MARKET UPDATE
Dollar struggles at 6-week low
The U.S. dollar sank to its lowest in more than six weeks versus the Japanese yen on Monday as investors ramped up bets that aggressive Federal Reserve monetary policy would tip the economy into a recession.
With traditional market gauges of recession such as yield curve spreads pinned near their lowest levels this year, punters have ramped up bets in recent days that U.S. interest rates will peak by the end of 2022.
With China’s official measure of factory activity contracting in July as fresh virus flare-ups weighed on demand, and German retail sales posting their biggest year-on-year slump since 1994, the sentiment was decidedly cautious in early London trading.
China’s Alibaba strives to keep New York listing amid audit dispute
Group Holding Ltd on Monday said it would work to maintain its New York Stock Exchange listing alongside its Hong Kong listing after the Chinese e-commerce giant was placed on a delisting watchlist by U.S authorities.

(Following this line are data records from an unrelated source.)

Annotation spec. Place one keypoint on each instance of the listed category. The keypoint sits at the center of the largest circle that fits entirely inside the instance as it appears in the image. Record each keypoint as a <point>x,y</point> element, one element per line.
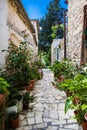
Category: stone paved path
<point>48,108</point>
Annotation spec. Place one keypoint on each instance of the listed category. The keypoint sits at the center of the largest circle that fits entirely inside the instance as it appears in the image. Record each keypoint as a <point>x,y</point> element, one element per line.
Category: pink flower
<point>85,116</point>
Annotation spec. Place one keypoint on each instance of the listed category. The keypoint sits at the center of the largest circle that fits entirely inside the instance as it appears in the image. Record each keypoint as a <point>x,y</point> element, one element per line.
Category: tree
<point>54,16</point>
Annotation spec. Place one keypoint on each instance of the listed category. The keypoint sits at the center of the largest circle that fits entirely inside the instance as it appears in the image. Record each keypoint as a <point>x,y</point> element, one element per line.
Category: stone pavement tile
<point>38,107</point>
<point>28,128</point>
<point>72,126</point>
<point>38,117</point>
<point>62,115</point>
<point>30,114</point>
<point>40,125</point>
<point>64,129</point>
<point>23,123</point>
<point>59,122</point>
<point>52,128</point>
<point>53,114</point>
<point>47,120</point>
<point>31,121</point>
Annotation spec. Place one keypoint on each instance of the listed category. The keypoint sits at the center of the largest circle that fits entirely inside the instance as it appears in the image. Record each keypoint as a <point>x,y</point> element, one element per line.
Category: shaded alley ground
<point>48,108</point>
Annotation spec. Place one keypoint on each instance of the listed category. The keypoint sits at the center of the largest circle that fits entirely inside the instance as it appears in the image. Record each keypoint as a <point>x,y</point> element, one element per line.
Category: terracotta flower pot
<point>14,123</point>
<point>84,125</point>
<point>2,98</point>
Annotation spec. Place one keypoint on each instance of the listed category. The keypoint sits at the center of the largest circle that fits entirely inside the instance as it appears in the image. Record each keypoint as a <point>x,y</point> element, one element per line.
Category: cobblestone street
<point>48,108</point>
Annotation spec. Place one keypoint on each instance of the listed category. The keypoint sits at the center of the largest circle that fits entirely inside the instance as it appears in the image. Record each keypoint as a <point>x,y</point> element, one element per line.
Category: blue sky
<point>37,8</point>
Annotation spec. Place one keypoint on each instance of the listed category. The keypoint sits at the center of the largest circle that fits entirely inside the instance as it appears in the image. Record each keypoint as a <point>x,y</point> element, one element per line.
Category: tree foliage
<point>54,16</point>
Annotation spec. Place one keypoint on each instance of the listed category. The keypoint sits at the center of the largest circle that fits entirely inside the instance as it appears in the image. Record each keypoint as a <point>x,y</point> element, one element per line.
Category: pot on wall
<point>84,125</point>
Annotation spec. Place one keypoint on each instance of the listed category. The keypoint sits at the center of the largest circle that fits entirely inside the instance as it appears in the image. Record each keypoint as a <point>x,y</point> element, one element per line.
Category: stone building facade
<point>14,20</point>
<point>76,49</point>
<point>57,50</point>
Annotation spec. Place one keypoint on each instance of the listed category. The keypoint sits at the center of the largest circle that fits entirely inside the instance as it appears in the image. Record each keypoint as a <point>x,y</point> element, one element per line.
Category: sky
<point>36,9</point>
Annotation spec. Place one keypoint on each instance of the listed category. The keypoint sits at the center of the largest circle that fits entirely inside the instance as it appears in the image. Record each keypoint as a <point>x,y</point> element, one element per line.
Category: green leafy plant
<point>4,86</point>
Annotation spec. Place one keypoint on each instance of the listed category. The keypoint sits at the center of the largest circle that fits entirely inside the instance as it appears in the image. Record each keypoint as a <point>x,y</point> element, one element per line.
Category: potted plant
<point>19,102</point>
<point>26,98</point>
<point>3,89</point>
<point>14,120</point>
<point>11,106</point>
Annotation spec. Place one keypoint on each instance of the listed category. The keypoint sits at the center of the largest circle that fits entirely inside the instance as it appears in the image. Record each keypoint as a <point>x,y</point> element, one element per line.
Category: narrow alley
<point>48,108</point>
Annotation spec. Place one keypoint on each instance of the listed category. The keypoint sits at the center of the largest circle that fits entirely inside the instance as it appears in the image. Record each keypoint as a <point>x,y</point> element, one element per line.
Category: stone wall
<point>75,28</point>
<point>4,32</point>
<point>11,26</point>
<point>57,50</point>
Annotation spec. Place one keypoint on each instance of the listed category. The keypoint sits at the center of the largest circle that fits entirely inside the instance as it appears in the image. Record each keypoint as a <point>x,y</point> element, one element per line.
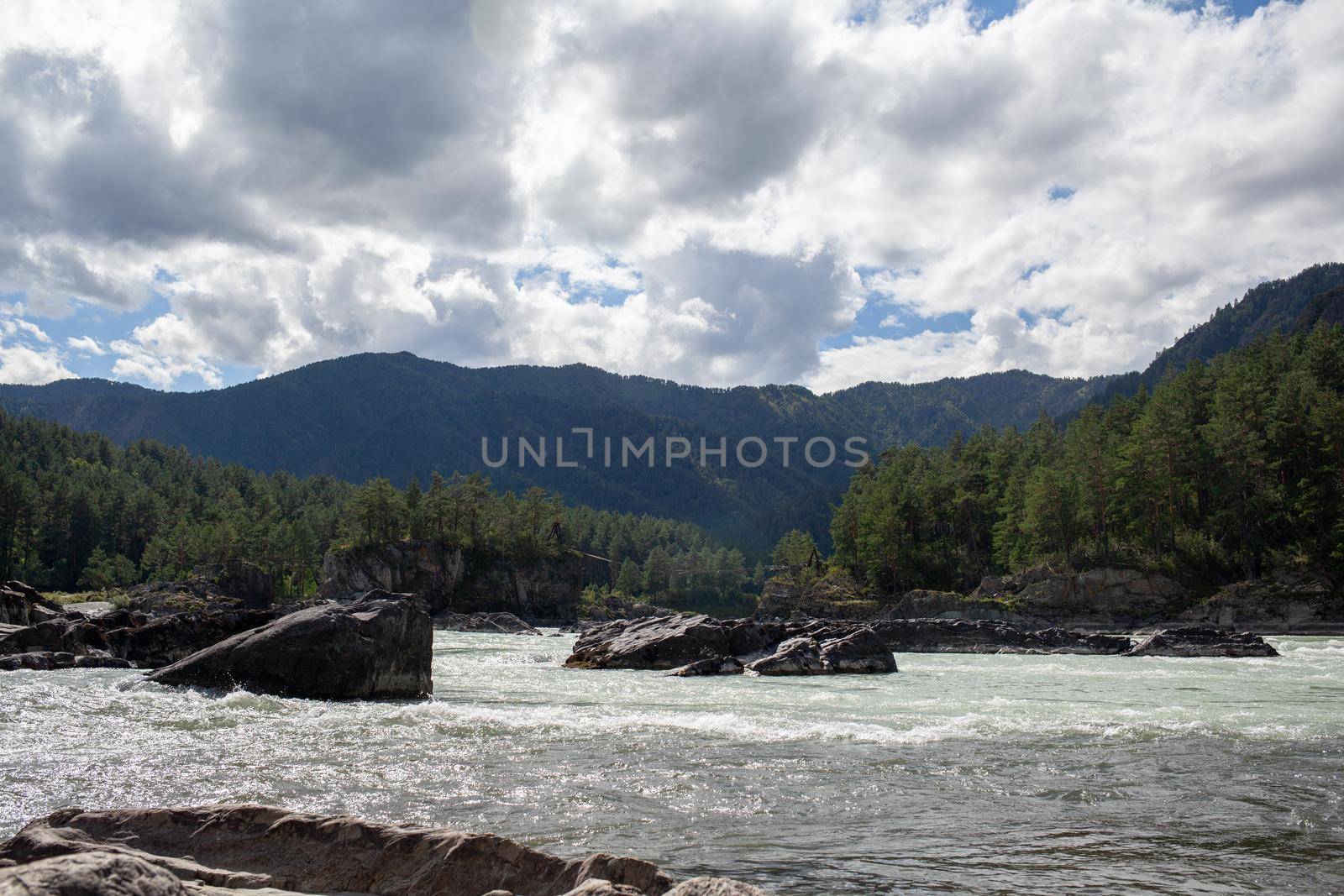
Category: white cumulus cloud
<point>716,192</point>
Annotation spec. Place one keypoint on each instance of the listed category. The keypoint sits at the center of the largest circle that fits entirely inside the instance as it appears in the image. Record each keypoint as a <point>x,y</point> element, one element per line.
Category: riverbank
<point>972,773</point>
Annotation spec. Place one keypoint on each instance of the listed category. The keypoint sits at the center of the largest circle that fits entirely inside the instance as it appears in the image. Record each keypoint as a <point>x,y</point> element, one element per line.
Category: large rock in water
<point>656,642</point>
<point>249,848</point>
<point>22,605</point>
<point>703,647</point>
<point>1202,642</point>
<point>375,647</point>
<point>487,622</point>
<point>984,636</point>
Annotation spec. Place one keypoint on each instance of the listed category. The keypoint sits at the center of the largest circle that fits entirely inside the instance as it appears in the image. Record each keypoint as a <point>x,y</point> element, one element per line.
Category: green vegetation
<point>1223,472</point>
<point>78,512</point>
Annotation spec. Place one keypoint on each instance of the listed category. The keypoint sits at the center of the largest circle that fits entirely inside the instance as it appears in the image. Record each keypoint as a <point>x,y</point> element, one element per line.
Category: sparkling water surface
<point>985,774</point>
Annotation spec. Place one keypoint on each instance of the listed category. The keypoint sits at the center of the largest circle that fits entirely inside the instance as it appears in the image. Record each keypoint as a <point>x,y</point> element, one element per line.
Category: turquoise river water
<point>984,774</point>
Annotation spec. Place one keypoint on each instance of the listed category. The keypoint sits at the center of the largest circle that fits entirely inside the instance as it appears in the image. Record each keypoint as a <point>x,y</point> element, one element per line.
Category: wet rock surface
<point>245,848</point>
<point>1193,641</point>
<point>698,645</point>
<point>369,649</point>
<point>984,636</point>
<point>488,622</point>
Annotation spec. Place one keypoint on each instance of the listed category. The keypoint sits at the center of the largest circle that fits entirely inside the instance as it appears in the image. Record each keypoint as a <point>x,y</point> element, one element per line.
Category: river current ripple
<point>985,774</point>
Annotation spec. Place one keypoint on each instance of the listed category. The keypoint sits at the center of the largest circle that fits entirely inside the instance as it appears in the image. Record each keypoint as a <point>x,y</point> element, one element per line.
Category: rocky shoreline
<point>380,644</point>
<point>699,645</point>
<point>237,849</point>
<point>1095,600</point>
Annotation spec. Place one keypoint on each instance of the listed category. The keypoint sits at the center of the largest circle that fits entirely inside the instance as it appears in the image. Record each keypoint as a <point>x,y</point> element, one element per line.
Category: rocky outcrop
<point>716,667</point>
<point>488,622</point>
<point>375,647</point>
<point>241,848</point>
<point>1104,598</point>
<point>1300,602</point>
<point>983,636</point>
<point>1193,641</point>
<point>131,636</point>
<point>235,584</point>
<point>450,579</point>
<point>703,647</point>
<point>22,605</point>
<point>792,658</point>
<point>152,642</point>
<point>47,660</point>
<point>656,642</point>
<point>409,567</point>
<point>91,873</point>
<point>859,652</point>
<point>948,605</point>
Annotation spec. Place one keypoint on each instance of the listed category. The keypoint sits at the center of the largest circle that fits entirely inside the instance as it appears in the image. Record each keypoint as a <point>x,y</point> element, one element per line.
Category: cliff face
<point>1105,600</point>
<point>449,579</point>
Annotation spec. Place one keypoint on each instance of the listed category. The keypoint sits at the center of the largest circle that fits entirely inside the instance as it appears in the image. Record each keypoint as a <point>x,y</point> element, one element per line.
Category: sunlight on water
<point>960,773</point>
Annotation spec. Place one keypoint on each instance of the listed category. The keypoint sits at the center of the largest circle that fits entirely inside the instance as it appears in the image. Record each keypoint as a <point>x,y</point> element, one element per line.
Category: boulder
<point>862,651</point>
<point>1101,598</point>
<point>47,660</point>
<point>64,634</point>
<point>375,647</point>
<point>985,636</point>
<point>793,658</point>
<point>488,622</point>
<point>158,642</point>
<point>656,642</point>
<point>91,873</point>
<point>1287,600</point>
<point>714,887</point>
<point>24,605</point>
<point>244,848</point>
<point>1194,641</point>
<point>714,667</point>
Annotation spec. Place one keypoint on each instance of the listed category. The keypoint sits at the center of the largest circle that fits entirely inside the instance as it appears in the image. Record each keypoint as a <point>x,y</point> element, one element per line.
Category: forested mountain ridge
<point>80,512</point>
<point>401,417</point>
<point>1289,305</point>
<point>1223,472</point>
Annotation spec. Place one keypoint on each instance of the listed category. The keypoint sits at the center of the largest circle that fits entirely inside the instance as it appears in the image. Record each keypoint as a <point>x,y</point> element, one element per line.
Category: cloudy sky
<point>716,192</point>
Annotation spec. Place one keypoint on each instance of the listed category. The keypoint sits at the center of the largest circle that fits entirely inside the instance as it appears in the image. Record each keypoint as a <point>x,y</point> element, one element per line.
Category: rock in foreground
<point>241,848</point>
<point>1194,641</point>
<point>375,647</point>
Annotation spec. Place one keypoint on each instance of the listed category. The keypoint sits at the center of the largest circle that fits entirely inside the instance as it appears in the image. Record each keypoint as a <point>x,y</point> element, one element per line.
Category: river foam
<point>969,773</point>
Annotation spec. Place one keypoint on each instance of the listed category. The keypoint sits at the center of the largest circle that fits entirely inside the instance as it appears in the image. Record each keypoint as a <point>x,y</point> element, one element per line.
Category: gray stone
<point>374,647</point>
<point>233,848</point>
<point>1202,642</point>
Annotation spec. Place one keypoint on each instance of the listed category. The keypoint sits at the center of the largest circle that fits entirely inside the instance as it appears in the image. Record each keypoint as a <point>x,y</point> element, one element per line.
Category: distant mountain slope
<point>1278,305</point>
<point>400,416</point>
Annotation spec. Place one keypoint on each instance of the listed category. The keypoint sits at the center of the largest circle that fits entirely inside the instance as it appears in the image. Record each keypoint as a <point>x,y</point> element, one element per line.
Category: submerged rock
<point>159,642</point>
<point>656,642</point>
<point>984,636</point>
<point>701,645</point>
<point>490,622</point>
<point>793,658</point>
<point>714,667</point>
<point>92,873</point>
<point>1194,641</point>
<point>375,647</point>
<point>22,605</point>
<point>864,652</point>
<point>242,848</point>
<point>47,660</point>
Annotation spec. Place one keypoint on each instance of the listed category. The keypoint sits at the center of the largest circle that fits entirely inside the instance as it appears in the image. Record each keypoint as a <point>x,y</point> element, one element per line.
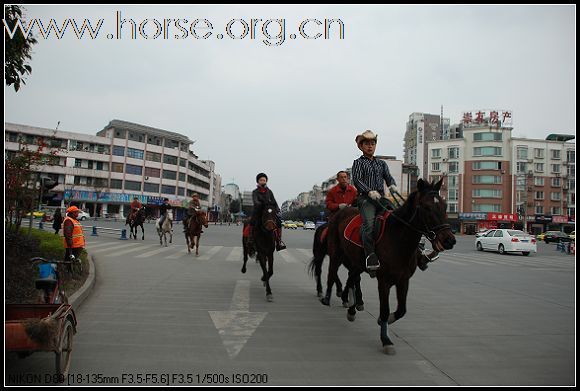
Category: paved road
<point>160,315</point>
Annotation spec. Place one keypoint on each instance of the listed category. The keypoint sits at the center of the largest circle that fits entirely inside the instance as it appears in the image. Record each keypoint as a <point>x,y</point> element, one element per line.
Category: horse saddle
<point>352,230</point>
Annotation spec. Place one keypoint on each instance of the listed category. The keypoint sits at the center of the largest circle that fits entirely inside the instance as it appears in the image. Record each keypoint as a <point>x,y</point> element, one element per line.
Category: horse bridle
<point>429,233</point>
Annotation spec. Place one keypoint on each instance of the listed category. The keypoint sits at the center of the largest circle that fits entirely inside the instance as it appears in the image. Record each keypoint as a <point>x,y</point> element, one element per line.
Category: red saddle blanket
<point>352,230</point>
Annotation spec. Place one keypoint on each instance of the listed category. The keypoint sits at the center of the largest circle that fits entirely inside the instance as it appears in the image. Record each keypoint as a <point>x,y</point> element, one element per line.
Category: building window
<point>170,159</point>
<point>118,151</point>
<point>454,167</point>
<point>453,152</point>
<point>487,179</point>
<point>487,208</point>
<point>487,136</point>
<point>153,172</point>
<point>522,153</point>
<point>165,189</point>
<point>153,157</point>
<point>152,187</point>
<point>486,193</point>
<point>486,165</point>
<point>135,153</point>
<point>487,151</point>
<point>132,185</point>
<point>132,169</point>
<point>168,174</point>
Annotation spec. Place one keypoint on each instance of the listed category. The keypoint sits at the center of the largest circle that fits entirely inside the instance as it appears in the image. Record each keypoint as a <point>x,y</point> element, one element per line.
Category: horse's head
<point>268,217</point>
<point>432,215</point>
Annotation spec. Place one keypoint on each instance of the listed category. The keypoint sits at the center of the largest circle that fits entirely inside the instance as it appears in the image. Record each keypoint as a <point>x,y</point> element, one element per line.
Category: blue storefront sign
<point>473,216</point>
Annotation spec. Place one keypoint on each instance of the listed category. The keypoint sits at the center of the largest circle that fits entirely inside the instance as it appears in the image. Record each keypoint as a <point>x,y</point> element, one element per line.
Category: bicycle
<point>49,282</point>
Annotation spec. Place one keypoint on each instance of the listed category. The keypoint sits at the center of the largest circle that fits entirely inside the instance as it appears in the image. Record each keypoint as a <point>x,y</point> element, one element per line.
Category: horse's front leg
<point>388,346</point>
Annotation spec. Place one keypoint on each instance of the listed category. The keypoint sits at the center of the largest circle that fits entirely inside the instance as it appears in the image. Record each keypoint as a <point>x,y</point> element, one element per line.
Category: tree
<point>17,48</point>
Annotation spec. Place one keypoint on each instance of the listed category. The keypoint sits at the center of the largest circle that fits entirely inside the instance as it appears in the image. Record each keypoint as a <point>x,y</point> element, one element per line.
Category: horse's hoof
<point>389,350</point>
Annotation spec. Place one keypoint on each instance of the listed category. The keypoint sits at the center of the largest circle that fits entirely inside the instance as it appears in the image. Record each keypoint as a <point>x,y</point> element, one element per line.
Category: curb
<point>77,298</point>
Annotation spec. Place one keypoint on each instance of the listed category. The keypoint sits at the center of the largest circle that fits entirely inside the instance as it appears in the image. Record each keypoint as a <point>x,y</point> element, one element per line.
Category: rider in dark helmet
<point>261,197</point>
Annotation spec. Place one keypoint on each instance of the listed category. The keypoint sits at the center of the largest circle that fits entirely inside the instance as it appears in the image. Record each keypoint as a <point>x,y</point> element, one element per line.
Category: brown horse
<point>193,230</point>
<point>424,213</point>
<point>265,244</point>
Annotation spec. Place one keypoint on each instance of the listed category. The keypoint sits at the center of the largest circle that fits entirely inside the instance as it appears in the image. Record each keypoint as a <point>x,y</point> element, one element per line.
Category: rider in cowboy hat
<point>368,175</point>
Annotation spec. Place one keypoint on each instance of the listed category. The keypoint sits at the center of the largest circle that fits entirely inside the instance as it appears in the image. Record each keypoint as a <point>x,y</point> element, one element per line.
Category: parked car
<point>507,240</point>
<point>556,236</point>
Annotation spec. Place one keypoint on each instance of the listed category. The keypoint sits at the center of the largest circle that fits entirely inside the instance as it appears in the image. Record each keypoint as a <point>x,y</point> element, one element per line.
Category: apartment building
<point>122,161</point>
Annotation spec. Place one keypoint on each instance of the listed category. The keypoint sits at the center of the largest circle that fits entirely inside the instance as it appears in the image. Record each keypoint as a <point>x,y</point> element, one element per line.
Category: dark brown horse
<point>136,220</point>
<point>194,229</point>
<point>265,244</point>
<point>424,213</point>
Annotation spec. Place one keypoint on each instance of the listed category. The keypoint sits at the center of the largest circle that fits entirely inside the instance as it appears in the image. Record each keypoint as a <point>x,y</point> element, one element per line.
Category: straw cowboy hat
<point>366,135</point>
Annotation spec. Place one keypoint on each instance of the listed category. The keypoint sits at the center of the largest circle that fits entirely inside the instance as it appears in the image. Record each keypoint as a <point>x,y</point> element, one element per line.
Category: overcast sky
<point>292,110</point>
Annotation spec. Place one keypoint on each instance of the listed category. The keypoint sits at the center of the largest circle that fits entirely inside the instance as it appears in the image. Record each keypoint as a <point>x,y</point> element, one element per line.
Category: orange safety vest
<point>78,236</point>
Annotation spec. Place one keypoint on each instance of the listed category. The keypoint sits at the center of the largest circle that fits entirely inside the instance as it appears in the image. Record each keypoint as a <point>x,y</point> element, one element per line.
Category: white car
<point>83,215</point>
<point>507,240</point>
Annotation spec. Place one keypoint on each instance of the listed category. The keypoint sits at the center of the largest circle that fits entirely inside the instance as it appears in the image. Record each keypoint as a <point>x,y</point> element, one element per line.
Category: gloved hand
<point>374,195</point>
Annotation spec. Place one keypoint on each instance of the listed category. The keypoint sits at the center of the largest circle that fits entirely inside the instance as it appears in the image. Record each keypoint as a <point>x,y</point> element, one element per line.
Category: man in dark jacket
<point>261,197</point>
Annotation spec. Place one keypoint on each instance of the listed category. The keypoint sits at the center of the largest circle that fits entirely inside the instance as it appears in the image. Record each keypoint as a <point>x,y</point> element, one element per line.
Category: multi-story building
<point>423,128</point>
<point>103,173</point>
<point>494,180</point>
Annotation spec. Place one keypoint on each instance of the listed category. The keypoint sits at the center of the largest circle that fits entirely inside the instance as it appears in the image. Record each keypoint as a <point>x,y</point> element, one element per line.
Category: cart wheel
<point>62,359</point>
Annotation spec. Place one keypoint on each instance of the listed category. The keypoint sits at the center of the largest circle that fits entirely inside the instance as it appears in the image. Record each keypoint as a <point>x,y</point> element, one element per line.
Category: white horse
<point>167,228</point>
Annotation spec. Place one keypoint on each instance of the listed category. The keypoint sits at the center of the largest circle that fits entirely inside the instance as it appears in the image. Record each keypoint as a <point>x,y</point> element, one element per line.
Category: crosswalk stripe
<point>119,246</point>
<point>210,253</point>
<point>132,250</point>
<point>155,252</point>
<point>235,255</point>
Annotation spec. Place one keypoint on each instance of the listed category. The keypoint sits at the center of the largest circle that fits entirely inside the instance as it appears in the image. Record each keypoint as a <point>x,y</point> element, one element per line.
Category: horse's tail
<point>320,250</point>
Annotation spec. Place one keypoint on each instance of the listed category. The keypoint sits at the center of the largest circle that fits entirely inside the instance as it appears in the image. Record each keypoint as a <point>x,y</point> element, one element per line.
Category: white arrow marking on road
<point>237,325</point>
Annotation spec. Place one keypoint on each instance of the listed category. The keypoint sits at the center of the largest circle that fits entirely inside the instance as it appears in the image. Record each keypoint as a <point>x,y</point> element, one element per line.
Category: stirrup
<point>372,262</point>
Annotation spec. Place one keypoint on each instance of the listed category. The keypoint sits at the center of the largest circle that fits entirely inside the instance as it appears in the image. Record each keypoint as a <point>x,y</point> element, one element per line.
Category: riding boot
<point>279,243</point>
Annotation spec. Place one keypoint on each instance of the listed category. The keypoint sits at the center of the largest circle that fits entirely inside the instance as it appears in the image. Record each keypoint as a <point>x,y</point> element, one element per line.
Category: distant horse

Alibaba stock was down 4.5% in a near-flat Hong Kong market in early trade, following its 11.1% decline in New York on Friday.
The company on Friday became the latest of more than 270 firms to be added to the U.S. Securities and Exchange Commission’s list of Chinese companies that might be delisted for not meeting auditing requirements.
HSBC rebuffs Ping And call for break-up, arguing it would be costly
HSBC pushed back on a proposal by top shareholder Ping and Insurance Group Co of China to split the lender, a move Europe’s biggest bank said would be costly, while posting profit that beat expectations and promising chunkier dividends.
Gold investors face bind over bars from tarnished Russia
Some investors want Russian gold off their books but it’s not that easy to remove.
A de facto ban on Russian bullion minted after Moscow’s invasion of Ukraine and instigated by the London market in early March and does not apply to hundreds of tonnes of gold that has been sitting in commercial vaults since before the conflict started.
Fund managers looking to sell the metal to avoid the deepening reputational risk of holding assets linked to Russia in their portfolios could trigger a costly scramble to replace it with non-Russian gold, according to bankers and investors.
“This would only serve to damage investors. It doesn’t damage the (Russian) regime,” said Christopher Mellor at Invesco, whose fund has around 265 tonnes of gold, 35 tonnes of it produced in Russia with a market value of around $2 billion.